もしかしたら、美鈴を皇后にするのはただの政略的なものなのかもしれない。
でも、それでも……。
美鈴ははっきりと自分の思いを自覚した。
だから、ちゃんと晧月に伝えようと思う。
「私は景武帝に仕える気はありませんが、晧月さまをお慕いしております。ですので、ずっとそばにいて欲しいと言われたら、あなたが望む限り、そばにいます」
「ただの晧月としてお前を望めなくてすまない。だが晧月としても、景武帝としても、お前が必要だ。どうか、俺の隣に立ってくれないか」
深い藍色の目が、真摯に美鈴を見つめる。
美鈴もじっとその目を見返した。
「陛下、私はビクロイを目指します」
「ビクロイ? 初めて聞く言葉だ」
美鈴の突然の言葉に、皇后になってくれるのではないのだろうかと、思わず晧月は聞き返した。

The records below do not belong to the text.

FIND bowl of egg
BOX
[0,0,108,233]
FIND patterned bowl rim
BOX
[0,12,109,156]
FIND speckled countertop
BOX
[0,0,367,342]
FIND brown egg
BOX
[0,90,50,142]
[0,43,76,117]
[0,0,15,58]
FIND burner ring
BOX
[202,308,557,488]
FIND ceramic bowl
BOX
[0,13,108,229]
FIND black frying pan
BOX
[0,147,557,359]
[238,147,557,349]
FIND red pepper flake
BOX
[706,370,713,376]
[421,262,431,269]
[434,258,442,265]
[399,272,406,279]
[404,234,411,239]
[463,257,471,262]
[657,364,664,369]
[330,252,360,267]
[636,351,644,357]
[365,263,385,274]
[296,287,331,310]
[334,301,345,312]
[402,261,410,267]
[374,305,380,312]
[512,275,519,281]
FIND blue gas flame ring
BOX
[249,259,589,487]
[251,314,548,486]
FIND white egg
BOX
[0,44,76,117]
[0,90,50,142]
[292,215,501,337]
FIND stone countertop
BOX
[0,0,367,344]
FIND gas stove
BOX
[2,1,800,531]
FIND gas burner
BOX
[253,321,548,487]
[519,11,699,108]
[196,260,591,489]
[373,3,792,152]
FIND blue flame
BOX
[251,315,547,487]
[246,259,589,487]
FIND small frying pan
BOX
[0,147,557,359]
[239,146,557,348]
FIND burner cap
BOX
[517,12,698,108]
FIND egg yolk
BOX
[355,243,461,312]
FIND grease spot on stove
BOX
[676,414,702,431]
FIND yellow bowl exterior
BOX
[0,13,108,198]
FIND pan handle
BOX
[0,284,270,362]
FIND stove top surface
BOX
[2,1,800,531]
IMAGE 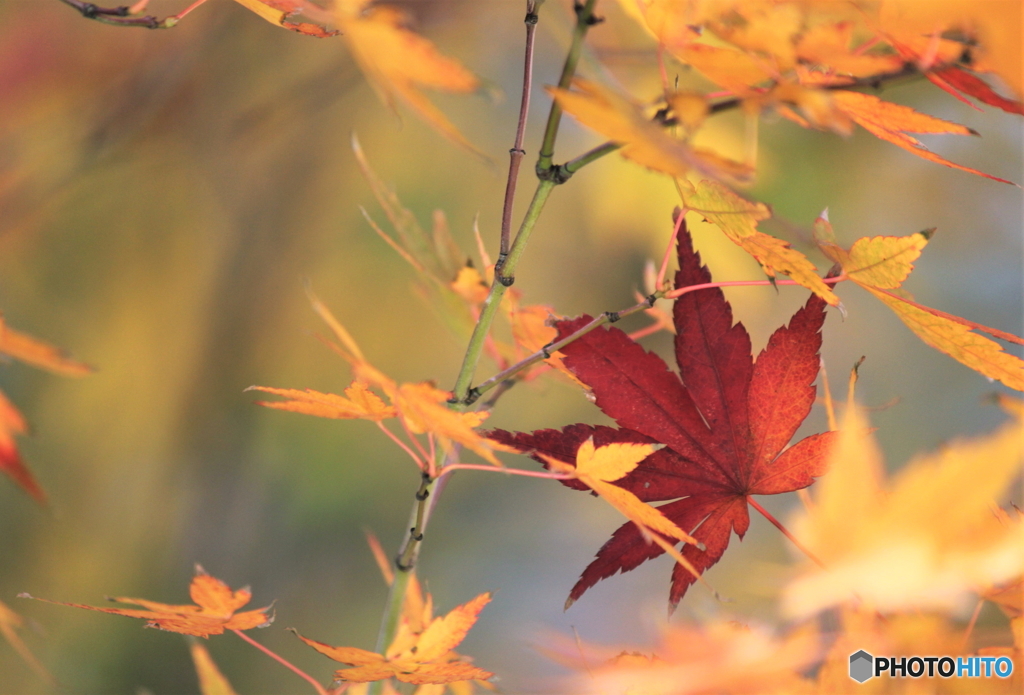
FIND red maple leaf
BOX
[490,219,838,609]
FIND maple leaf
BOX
[547,79,752,183]
[490,218,838,608]
[814,214,1024,391]
[251,291,513,465]
[784,405,1024,617]
[336,1,485,156]
[829,91,1015,184]
[247,383,396,421]
[19,567,272,638]
[540,440,699,547]
[295,592,493,685]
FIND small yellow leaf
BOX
[573,438,660,483]
[843,231,931,289]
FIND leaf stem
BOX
[746,497,826,569]
[499,0,543,262]
[441,463,575,480]
[232,629,328,695]
[536,0,601,175]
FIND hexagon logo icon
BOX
[849,650,874,683]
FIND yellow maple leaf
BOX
[547,79,751,182]
[295,593,493,686]
[683,180,839,305]
[336,2,484,156]
[814,217,1024,390]
[784,405,1024,617]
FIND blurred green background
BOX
[0,1,1020,693]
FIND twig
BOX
[233,629,328,695]
[498,0,543,266]
[58,0,163,28]
[536,0,602,176]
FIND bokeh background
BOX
[0,1,1020,693]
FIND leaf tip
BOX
[918,227,936,240]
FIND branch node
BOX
[605,311,621,323]
[464,388,481,405]
[541,343,553,359]
[525,11,538,24]
[498,274,515,287]
[510,147,526,156]
[81,2,99,18]
[645,293,658,307]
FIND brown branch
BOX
[498,1,543,267]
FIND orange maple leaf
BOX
[247,382,396,421]
[19,567,273,638]
[830,91,1015,184]
[295,592,493,685]
[0,317,92,502]
[252,290,514,466]
[336,1,485,156]
[229,0,337,37]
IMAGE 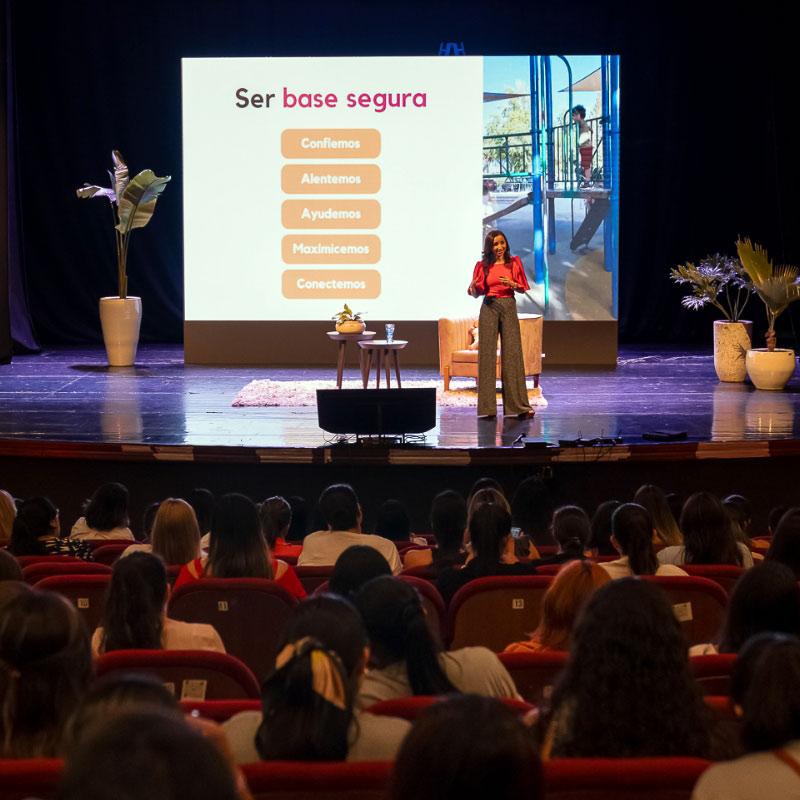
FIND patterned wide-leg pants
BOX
[477,297,532,416]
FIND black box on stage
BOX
[316,388,436,435]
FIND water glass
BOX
[385,323,395,343]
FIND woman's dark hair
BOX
[469,476,504,499]
[8,496,58,556]
[257,595,368,761]
[510,475,555,546]
[718,561,800,653]
[100,552,167,653]
[633,484,682,547]
[429,490,467,557]
[766,507,800,579]
[207,493,272,579]
[611,503,658,575]
[481,230,512,281]
[723,494,753,547]
[84,482,129,531]
[56,710,239,800]
[287,495,308,542]
[375,499,411,542]
[730,633,800,752]
[679,492,743,566]
[353,576,457,695]
[587,499,621,556]
[186,488,215,535]
[329,545,391,599]
[318,484,360,531]
[469,503,512,577]
[259,496,292,548]
[140,502,159,542]
[768,504,788,535]
[0,550,23,582]
[544,578,722,758]
[389,695,543,800]
[551,505,590,559]
[0,584,92,757]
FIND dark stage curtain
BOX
[5,0,798,347]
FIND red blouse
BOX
[468,256,530,298]
[174,556,306,599]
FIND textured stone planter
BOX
[746,348,796,391]
[713,320,752,382]
[99,296,142,367]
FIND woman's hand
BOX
[468,280,480,297]
[499,276,519,290]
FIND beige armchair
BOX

「行商している叔父から聞いたのですが、異国では『最後の一人になるまで勝ち残る』ことをビクロイと言うそうです」
陽文帝の愛した皇后のように皇帝のただ一人の妃となるには、美鈴の身分は低すぎる。
たとえそうなったとしても、暗殺の危険は常にあるだろう。
それでも共に戦おうと言ってくれるこの手があるならば、きっとどんな苦難も乗り越えられる。
「……がんばってくれ。それで、返事は?」
「もちろん、はい、です」
美鈴は、覚悟を決めたように鮮やかに笑んだ。
華陵国は景武帝の頃に最も栄えたと伝えられている。
景武帝は皇后を大切にし、その間に九人の子供を作った。
後宮には他の妃もいたのだが、その間に子供がいたのかどうか、後世には伝わっていない。